Dziś na Podgórzu rozkwita kultura – to już nie tylko dzielnica loftowa, ale dom dla Cricoteki, a od września dla Teatru KTO.

Inauguracja nowej siedziby 6 i 7 września. Specjalnie na tę okazję wyreżyserował pan widowisko „Teatr Otwarty". Czyli jaki?

- Otwierając dom Teatru KTO, chcę pokazać wysiłek człowieka, który coś buduje. Dom, zakład pracy, przedmiot, rower czy glinianą filiżankę. Przybliżymy też naszym gościom odrobinę 44-letniej historii teatru oraz zaprezentujemy namiastkę tego, z czego teatr słynie. Inauguracji będą towarzyszyły pokazy akrobacji, spektakularne instalacje, balet, odwiedzi nas też włoski artysta Leo Bassi, gość specjalny 34. ULICA Festivalu. W finale widowiska zakamarkami teatru przejdzie wielka parada – jak u Felliniego. Kiedy widz przekracza próg teatru, musi czuć, że to wspaniały świat.

fot. Bartek Cieniawa

Często mówi pan o twórczości Felliniego, a i reżyserowane przez pana spektakle mają w sobie pierwiastek włoskiego mistrza.

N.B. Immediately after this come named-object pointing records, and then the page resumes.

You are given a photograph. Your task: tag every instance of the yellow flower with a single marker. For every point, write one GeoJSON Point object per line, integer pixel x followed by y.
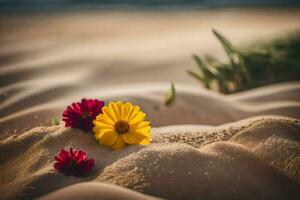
{"type": "Point", "coordinates": [120, 124]}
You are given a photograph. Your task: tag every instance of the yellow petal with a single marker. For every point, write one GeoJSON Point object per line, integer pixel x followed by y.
{"type": "Point", "coordinates": [107, 138]}
{"type": "Point", "coordinates": [138, 118]}
{"type": "Point", "coordinates": [130, 138]}
{"type": "Point", "coordinates": [119, 143]}
{"type": "Point", "coordinates": [142, 131]}
{"type": "Point", "coordinates": [114, 110]}
{"type": "Point", "coordinates": [133, 112]}
{"type": "Point", "coordinates": [144, 141]}
{"type": "Point", "coordinates": [127, 107]}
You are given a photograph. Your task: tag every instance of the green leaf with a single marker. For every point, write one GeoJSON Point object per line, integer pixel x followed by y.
{"type": "Point", "coordinates": [170, 96]}
{"type": "Point", "coordinates": [228, 48]}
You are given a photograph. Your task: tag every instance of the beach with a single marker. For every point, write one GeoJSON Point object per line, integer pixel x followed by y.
{"type": "Point", "coordinates": [204, 145]}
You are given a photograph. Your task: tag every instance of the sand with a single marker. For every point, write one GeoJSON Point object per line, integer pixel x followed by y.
{"type": "Point", "coordinates": [204, 146]}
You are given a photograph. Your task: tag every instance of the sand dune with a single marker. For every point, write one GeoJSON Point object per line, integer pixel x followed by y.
{"type": "Point", "coordinates": [205, 145]}
{"type": "Point", "coordinates": [213, 163]}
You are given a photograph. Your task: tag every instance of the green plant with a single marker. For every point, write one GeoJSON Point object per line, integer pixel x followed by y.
{"type": "Point", "coordinates": [170, 95]}
{"type": "Point", "coordinates": [272, 62]}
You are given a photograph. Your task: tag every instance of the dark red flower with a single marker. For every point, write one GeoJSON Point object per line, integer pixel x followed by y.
{"type": "Point", "coordinates": [73, 162]}
{"type": "Point", "coordinates": [81, 114]}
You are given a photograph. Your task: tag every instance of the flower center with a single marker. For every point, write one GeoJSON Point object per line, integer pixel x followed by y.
{"type": "Point", "coordinates": [85, 114]}
{"type": "Point", "coordinates": [122, 127]}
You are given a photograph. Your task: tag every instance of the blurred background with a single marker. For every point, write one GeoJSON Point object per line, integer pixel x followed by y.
{"type": "Point", "coordinates": [53, 52]}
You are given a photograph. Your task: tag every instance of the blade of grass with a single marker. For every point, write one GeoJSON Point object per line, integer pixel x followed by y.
{"type": "Point", "coordinates": [170, 96]}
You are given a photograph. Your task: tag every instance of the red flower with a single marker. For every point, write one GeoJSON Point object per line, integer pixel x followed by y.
{"type": "Point", "coordinates": [81, 114]}
{"type": "Point", "coordinates": [73, 162]}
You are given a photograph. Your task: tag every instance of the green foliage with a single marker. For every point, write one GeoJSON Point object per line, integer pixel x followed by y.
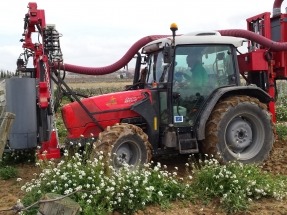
{"type": "Point", "coordinates": [281, 130]}
{"type": "Point", "coordinates": [101, 191]}
{"type": "Point", "coordinates": [7, 172]}
{"type": "Point", "coordinates": [281, 108]}
{"type": "Point", "coordinates": [236, 184]}
{"type": "Point", "coordinates": [18, 157]}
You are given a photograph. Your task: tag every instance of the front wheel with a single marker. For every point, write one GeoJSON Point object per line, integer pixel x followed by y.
{"type": "Point", "coordinates": [123, 144]}
{"type": "Point", "coordinates": [239, 128]}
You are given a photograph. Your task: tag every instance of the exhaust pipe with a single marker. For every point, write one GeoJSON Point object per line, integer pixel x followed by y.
{"type": "Point", "coordinates": [267, 43]}
{"type": "Point", "coordinates": [277, 7]}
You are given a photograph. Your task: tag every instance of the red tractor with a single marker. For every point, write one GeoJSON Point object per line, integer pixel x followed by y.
{"type": "Point", "coordinates": [191, 93]}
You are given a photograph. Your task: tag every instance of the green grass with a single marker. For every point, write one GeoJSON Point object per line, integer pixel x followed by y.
{"type": "Point", "coordinates": [7, 172]}
{"type": "Point", "coordinates": [102, 190]}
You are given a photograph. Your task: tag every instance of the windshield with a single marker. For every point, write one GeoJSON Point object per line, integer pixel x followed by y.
{"type": "Point", "coordinates": [157, 69]}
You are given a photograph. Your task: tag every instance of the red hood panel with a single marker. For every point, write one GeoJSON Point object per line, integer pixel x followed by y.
{"type": "Point", "coordinates": [108, 109]}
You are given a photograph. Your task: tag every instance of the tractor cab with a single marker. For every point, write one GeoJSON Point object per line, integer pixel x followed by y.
{"type": "Point", "coordinates": [182, 74]}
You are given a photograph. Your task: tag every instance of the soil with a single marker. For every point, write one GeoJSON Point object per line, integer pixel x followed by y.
{"type": "Point", "coordinates": [277, 164]}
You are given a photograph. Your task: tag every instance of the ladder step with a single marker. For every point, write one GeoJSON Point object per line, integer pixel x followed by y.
{"type": "Point", "coordinates": [187, 146]}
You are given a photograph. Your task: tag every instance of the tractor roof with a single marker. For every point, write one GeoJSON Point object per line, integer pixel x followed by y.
{"type": "Point", "coordinates": [194, 38]}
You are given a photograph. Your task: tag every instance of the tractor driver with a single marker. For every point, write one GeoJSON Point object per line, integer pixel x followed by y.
{"type": "Point", "coordinates": [199, 77]}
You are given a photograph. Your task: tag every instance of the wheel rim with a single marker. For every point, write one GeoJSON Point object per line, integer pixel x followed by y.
{"type": "Point", "coordinates": [126, 153]}
{"type": "Point", "coordinates": [244, 136]}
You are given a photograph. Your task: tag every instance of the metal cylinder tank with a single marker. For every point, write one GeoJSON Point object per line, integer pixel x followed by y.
{"type": "Point", "coordinates": [21, 100]}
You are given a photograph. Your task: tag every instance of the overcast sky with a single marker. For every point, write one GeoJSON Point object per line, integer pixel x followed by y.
{"type": "Point", "coordinates": [98, 33]}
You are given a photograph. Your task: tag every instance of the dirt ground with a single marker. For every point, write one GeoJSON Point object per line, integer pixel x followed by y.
{"type": "Point", "coordinates": [277, 163]}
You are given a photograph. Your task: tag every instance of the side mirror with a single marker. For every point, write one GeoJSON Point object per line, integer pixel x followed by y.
{"type": "Point", "coordinates": [175, 95]}
{"type": "Point", "coordinates": [167, 54]}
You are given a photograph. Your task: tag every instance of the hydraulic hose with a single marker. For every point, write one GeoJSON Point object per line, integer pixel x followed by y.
{"type": "Point", "coordinates": [267, 43]}
{"type": "Point", "coordinates": [117, 65]}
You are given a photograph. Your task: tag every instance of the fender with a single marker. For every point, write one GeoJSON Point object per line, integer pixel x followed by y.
{"type": "Point", "coordinates": [221, 93]}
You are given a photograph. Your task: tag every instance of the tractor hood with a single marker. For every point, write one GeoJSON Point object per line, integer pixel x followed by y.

- Duży wpływ na kształtowanie się mojej artystycznej wrażliwości miały twórczość Federico Felliniego, teatr Krzysztofa Jasińskiego i geniusz Tadeusza Kantora. Nie ukończyłem szkoły teatralnej (ale czyż talentu można się nauczyć?), więc rzemiosła uczyłem się od Mistrzów. Wychowywałem się w małej miejscowości na południu Polski z utrudnionym dostępem do kina czy teatru. Namiętnie pochłaniałem książki. Kiedy przeczytałem już wszystkie z domowej i szkolnej biblioteki, rzuciłem się na jedyną nieprzeczytaną – „Poemat pedagogiczny" Makarenki. Tworzyłem swój wewnętrzny, magiczny świat, rozmawiałem z wyimaginowanymi bohaterami, mówiłem do siebie. Gdyby wtedy w promieniu 50 km prowadził praktykę psycholog dziecięcy, na pewno bym u niego wylądował. Ojciec, nauczyciel, zabrał mnie ze starszą klasą (miałem 11 lat) na wycieczkę do Krakowa. Tam, po raz pierwszy w życiu, zobaczyłem teatr. W Teatrze im. Juliusza Słowackiego grano „Zemstę" Aleksandra Fredry. Zarykiwałem się ze śmiechu podczas sceny dyktowania listu, do dziś pamiętam smak lemoniady i kanapek z kiełbasą (wędliny jadało się wtedy dość rzadko!), pochłanianych w przerwach spektaklu. Bakcyla teatralnego złapałem jednak dużo później, na studiach. Zobaczyłem „Sennik Polski" Teatru STU – to było wstrząsające doznanie i w jakiś sposób określiło moje życiowe wybory. Zostałem aktorem w STU, podglądałem styl pracy, uczyłem się aktorstwa, grałem w przedstawieniach. To dzięki Jasińskiemu i STU mogłem spotkać Federico Felliniego.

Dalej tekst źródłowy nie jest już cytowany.